Two gunmen were identified as Meer Sameh Mubashir and Rohan Imtiaz. Both went to Scholastica School which follows Cambridge International Examinations curriculum. Local newspapers reported that both of them had gone missing long before the attack.[76] Rohan Imtiaz has been identified as the son of a politician in Bangladesh's ruling party Awami League.[78] Police then identified another gunman, named as Shafiqul Islam Ujjal from Koiyagarhi village, Bogra District. He enrolled at Government Azizul Haque College in Bogra for graduation after passing higher secondary examinations. He had left the college later and took up a teaching job at a kindergarten school in Shajahan Market area in Dhaka.[79]

On 6 July 2016, a video was released by IS from Syria through SITE intelligence website, where three Bengali speakers warned the Bangladeshi Government saying "What you witnessed in Bangladesh...was a glimpse. This will repeat, repeat and repeat until you lose and we win and the sharia is established throughout the world. The jihad that is waged today is a jihad under the shade of the Caliphate."[80][81]

Suspects and arrests

On 16 July 2016, Police arrested three people for renting out a flat to the attackers in Bashundhara Residential Area. One of the arrests, Gias Uddin Ahsan was the acting pro-Vice-chancellor of North South University. The other two were his nephew Alam Chowdhury and the manager of the building Mahbubur Rahman Tuhin. Police found sand-filled cartons, which police suspect to be used to carry grenades thrown during the attack and used clothes in the flat. Police also suspect that the attackers and their associates stayed in the flat during Ramadan, and the attack plan was drafted there.[82][83]

On 26 July 2016, police raided an apartment in Kallyanpur, killing nine and arresting two, all of whom are believed to be part of the same group that carried out the Holey Artisan Bakery attack, and who were planning another attack.[84] It is reported that the police were directly assisted by vigilantes organized as a "citizen's committee" by the local MP for Dhaka-14, Aslamul Haque. Participants included members of the Awami League, Jubo League and Chhatra League.[85]

On 27 August 2016, Tamim Chowdhury, the supposed mastermind of the attack, was killed in a raid on an IS safehouse in Dhaka by Bangladeshi forces.[86] On 2 September his deputy Murad was killed in another raid in Dhaka's Rupnagar area.[87]
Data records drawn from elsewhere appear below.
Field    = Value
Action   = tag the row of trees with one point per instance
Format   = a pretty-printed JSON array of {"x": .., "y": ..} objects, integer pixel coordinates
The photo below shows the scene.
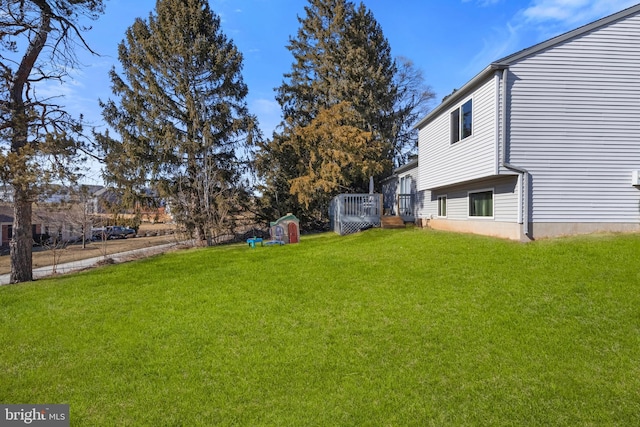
[{"x": 179, "y": 120}]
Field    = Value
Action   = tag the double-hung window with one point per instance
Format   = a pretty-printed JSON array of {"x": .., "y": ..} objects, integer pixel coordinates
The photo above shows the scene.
[
  {"x": 481, "y": 204},
  {"x": 462, "y": 122},
  {"x": 442, "y": 206}
]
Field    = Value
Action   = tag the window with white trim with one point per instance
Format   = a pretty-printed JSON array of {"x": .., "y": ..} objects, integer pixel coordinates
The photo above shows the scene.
[
  {"x": 442, "y": 206},
  {"x": 481, "y": 204},
  {"x": 462, "y": 122}
]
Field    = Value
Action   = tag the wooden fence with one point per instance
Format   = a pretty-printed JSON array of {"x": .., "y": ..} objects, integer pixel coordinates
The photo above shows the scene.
[{"x": 350, "y": 213}]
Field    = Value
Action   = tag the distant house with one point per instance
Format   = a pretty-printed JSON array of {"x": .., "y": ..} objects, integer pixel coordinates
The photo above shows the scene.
[{"x": 541, "y": 143}]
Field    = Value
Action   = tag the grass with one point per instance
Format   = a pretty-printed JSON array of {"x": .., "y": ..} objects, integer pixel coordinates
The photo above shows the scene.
[{"x": 385, "y": 327}]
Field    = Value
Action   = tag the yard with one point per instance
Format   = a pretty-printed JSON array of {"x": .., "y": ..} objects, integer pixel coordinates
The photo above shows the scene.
[
  {"x": 385, "y": 327},
  {"x": 157, "y": 235}
]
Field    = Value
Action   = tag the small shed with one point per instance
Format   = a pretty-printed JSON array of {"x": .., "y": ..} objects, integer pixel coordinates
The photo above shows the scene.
[{"x": 286, "y": 229}]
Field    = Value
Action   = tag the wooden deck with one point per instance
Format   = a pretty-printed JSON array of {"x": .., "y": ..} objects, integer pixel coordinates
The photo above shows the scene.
[{"x": 389, "y": 221}]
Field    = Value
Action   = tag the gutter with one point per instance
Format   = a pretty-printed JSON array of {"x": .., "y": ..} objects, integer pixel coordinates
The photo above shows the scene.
[{"x": 523, "y": 211}]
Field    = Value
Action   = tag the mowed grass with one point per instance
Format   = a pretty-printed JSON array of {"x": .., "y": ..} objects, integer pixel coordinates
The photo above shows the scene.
[{"x": 385, "y": 327}]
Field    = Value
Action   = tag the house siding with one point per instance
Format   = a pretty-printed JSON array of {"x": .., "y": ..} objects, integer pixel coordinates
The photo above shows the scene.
[
  {"x": 442, "y": 163},
  {"x": 573, "y": 124},
  {"x": 505, "y": 199}
]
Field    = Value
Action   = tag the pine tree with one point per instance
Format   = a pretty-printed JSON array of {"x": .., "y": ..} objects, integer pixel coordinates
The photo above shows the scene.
[
  {"x": 340, "y": 56},
  {"x": 39, "y": 140},
  {"x": 180, "y": 113}
]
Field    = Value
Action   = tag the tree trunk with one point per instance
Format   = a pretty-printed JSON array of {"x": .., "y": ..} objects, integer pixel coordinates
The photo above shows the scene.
[{"x": 22, "y": 239}]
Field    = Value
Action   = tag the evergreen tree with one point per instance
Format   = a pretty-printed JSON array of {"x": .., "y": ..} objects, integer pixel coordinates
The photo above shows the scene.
[
  {"x": 341, "y": 57},
  {"x": 39, "y": 140},
  {"x": 181, "y": 114}
]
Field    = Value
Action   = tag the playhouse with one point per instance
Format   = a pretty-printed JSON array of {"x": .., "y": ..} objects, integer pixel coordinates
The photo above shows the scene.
[{"x": 285, "y": 229}]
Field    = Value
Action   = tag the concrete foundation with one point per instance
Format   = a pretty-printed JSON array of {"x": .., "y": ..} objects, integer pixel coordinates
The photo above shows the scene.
[{"x": 514, "y": 231}]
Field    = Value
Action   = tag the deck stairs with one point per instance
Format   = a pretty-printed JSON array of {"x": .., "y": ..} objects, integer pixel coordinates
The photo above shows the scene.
[{"x": 389, "y": 221}]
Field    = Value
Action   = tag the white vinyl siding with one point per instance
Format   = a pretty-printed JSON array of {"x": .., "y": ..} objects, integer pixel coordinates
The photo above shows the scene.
[
  {"x": 574, "y": 124},
  {"x": 505, "y": 200},
  {"x": 443, "y": 163}
]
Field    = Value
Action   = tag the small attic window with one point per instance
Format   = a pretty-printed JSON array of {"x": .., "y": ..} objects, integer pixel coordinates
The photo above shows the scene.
[{"x": 462, "y": 122}]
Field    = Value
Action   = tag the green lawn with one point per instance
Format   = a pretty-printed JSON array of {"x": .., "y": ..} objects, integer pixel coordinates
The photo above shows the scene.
[{"x": 385, "y": 327}]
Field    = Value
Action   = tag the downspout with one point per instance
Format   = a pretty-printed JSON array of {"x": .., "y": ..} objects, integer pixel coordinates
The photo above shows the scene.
[{"x": 523, "y": 215}]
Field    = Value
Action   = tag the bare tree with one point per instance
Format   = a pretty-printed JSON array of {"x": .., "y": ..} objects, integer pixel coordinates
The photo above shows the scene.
[{"x": 38, "y": 139}]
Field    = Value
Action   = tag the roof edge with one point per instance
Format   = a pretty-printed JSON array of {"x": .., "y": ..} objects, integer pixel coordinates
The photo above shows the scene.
[{"x": 510, "y": 59}]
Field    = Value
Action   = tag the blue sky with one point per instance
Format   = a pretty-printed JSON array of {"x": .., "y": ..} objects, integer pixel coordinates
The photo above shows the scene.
[{"x": 449, "y": 40}]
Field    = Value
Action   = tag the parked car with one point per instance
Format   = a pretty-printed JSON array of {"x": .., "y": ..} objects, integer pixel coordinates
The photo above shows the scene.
[{"x": 112, "y": 232}]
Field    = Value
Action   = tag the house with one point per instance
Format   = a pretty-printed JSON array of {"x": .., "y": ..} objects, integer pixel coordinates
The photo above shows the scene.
[
  {"x": 541, "y": 143},
  {"x": 399, "y": 191}
]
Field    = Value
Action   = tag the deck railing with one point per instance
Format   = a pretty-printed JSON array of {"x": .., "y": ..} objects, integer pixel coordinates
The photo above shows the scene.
[
  {"x": 406, "y": 204},
  {"x": 353, "y": 212}
]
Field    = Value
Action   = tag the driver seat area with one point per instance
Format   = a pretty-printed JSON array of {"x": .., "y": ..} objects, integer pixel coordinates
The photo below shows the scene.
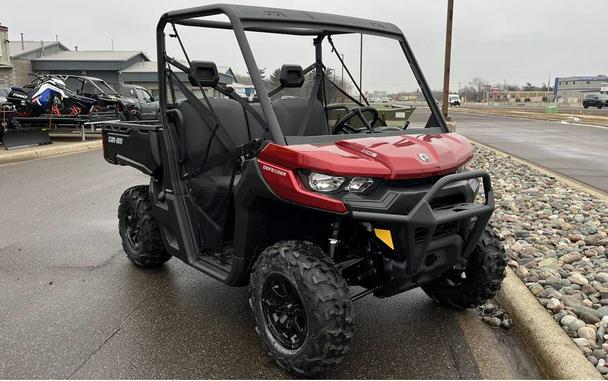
[{"x": 291, "y": 113}]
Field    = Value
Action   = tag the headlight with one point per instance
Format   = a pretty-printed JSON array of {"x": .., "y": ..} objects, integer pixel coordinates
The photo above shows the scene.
[
  {"x": 359, "y": 184},
  {"x": 324, "y": 183}
]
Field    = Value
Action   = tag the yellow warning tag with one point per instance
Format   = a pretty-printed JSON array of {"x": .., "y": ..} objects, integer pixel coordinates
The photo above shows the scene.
[{"x": 385, "y": 236}]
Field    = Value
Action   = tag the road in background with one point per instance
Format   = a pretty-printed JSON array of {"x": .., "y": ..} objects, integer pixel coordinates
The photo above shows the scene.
[
  {"x": 577, "y": 151},
  {"x": 541, "y": 109},
  {"x": 73, "y": 306}
]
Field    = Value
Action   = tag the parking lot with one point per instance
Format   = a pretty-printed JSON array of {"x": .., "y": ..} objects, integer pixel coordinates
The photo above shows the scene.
[
  {"x": 577, "y": 151},
  {"x": 74, "y": 307}
]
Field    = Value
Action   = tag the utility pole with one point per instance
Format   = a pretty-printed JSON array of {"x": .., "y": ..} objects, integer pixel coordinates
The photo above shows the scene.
[
  {"x": 448, "y": 54},
  {"x": 360, "y": 67},
  {"x": 342, "y": 77}
]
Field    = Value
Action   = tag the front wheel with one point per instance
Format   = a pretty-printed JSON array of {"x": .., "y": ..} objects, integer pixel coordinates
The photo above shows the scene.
[
  {"x": 301, "y": 306},
  {"x": 139, "y": 231},
  {"x": 478, "y": 282}
]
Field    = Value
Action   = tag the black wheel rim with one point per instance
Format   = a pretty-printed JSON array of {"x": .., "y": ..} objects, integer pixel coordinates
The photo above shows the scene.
[
  {"x": 132, "y": 228},
  {"x": 284, "y": 311}
]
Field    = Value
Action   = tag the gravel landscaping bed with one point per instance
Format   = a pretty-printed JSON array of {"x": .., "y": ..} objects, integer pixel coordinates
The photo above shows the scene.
[{"x": 556, "y": 238}]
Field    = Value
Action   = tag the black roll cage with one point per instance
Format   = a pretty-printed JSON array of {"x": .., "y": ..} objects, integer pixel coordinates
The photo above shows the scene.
[{"x": 280, "y": 21}]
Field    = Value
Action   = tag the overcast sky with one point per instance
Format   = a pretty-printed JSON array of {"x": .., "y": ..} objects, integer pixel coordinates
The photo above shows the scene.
[{"x": 516, "y": 41}]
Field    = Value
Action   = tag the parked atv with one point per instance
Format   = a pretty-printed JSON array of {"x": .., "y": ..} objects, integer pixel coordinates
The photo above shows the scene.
[
  {"x": 51, "y": 94},
  {"x": 272, "y": 196}
]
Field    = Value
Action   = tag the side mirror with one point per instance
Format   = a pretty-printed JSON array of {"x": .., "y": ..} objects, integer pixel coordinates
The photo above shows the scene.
[
  {"x": 291, "y": 76},
  {"x": 205, "y": 72}
]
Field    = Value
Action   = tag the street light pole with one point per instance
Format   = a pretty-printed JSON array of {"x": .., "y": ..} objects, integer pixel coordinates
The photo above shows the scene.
[
  {"x": 448, "y": 54},
  {"x": 342, "y": 77},
  {"x": 361, "y": 67}
]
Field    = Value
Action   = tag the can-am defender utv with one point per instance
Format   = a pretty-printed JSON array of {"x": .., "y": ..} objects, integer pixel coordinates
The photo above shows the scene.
[{"x": 312, "y": 217}]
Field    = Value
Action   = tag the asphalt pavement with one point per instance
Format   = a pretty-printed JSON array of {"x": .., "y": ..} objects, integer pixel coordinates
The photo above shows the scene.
[
  {"x": 577, "y": 151},
  {"x": 579, "y": 110},
  {"x": 73, "y": 306}
]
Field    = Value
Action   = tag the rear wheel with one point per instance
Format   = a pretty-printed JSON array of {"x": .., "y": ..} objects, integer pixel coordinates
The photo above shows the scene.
[
  {"x": 139, "y": 232},
  {"x": 479, "y": 282},
  {"x": 301, "y": 306}
]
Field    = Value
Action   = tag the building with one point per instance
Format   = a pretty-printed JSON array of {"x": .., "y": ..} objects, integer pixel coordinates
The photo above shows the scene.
[
  {"x": 520, "y": 96},
  {"x": 146, "y": 74},
  {"x": 16, "y": 57},
  {"x": 102, "y": 64},
  {"x": 572, "y": 89},
  {"x": 19, "y": 59}
]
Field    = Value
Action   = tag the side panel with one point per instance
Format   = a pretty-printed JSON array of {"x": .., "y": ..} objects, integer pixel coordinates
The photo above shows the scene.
[{"x": 136, "y": 146}]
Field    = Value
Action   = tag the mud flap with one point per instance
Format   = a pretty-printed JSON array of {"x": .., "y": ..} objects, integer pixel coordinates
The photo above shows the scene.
[{"x": 25, "y": 137}]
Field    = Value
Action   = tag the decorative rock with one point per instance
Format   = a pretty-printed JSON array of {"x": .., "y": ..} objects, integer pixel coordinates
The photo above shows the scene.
[
  {"x": 603, "y": 311},
  {"x": 577, "y": 278},
  {"x": 599, "y": 353},
  {"x": 566, "y": 320},
  {"x": 571, "y": 258},
  {"x": 602, "y": 369},
  {"x": 571, "y": 301},
  {"x": 575, "y": 325},
  {"x": 551, "y": 263},
  {"x": 589, "y": 317},
  {"x": 495, "y": 322},
  {"x": 535, "y": 289},
  {"x": 586, "y": 333},
  {"x": 556, "y": 239},
  {"x": 581, "y": 342},
  {"x": 552, "y": 304},
  {"x": 592, "y": 359}
]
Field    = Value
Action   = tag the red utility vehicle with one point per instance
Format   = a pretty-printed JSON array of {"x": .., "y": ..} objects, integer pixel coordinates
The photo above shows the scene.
[{"x": 311, "y": 216}]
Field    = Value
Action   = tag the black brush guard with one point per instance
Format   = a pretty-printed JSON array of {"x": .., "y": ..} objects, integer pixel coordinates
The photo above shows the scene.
[{"x": 415, "y": 231}]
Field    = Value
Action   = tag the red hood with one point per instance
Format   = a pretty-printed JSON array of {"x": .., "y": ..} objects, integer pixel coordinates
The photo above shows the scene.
[{"x": 389, "y": 157}]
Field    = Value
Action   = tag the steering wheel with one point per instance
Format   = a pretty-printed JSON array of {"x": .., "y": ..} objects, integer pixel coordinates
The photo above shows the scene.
[{"x": 343, "y": 127}]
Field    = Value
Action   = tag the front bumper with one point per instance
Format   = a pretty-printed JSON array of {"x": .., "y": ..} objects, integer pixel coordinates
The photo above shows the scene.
[{"x": 424, "y": 248}]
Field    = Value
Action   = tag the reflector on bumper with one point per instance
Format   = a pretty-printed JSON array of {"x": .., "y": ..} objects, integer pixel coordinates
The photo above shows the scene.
[{"x": 385, "y": 236}]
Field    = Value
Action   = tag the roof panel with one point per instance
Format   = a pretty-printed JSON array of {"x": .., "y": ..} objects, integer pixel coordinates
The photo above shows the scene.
[
  {"x": 278, "y": 20},
  {"x": 91, "y": 55}
]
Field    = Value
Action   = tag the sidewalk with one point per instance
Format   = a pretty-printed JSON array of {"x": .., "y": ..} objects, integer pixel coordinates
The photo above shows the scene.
[{"x": 60, "y": 146}]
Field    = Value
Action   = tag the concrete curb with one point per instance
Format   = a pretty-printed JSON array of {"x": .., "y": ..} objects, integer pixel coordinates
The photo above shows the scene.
[
  {"x": 556, "y": 354},
  {"x": 48, "y": 151},
  {"x": 548, "y": 172},
  {"x": 599, "y": 121}
]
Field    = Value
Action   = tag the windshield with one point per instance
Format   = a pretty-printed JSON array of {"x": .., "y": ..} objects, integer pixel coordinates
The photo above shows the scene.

Religious scholar Maulana Fariduddin Masoud issued a fatwa condemning the killing of innocent people as contrary to the law and the spirit of Islam. A subsequent attempt on the life of the imam as he was about to conduct mass prayers for Eid al-Fitr at Kishoreganj resulted in a gun battle with police in which several people were killed, others were injured, and one attacker was captured alive. The attackers are believed to be part of the same group that carried out the café massacre.[88]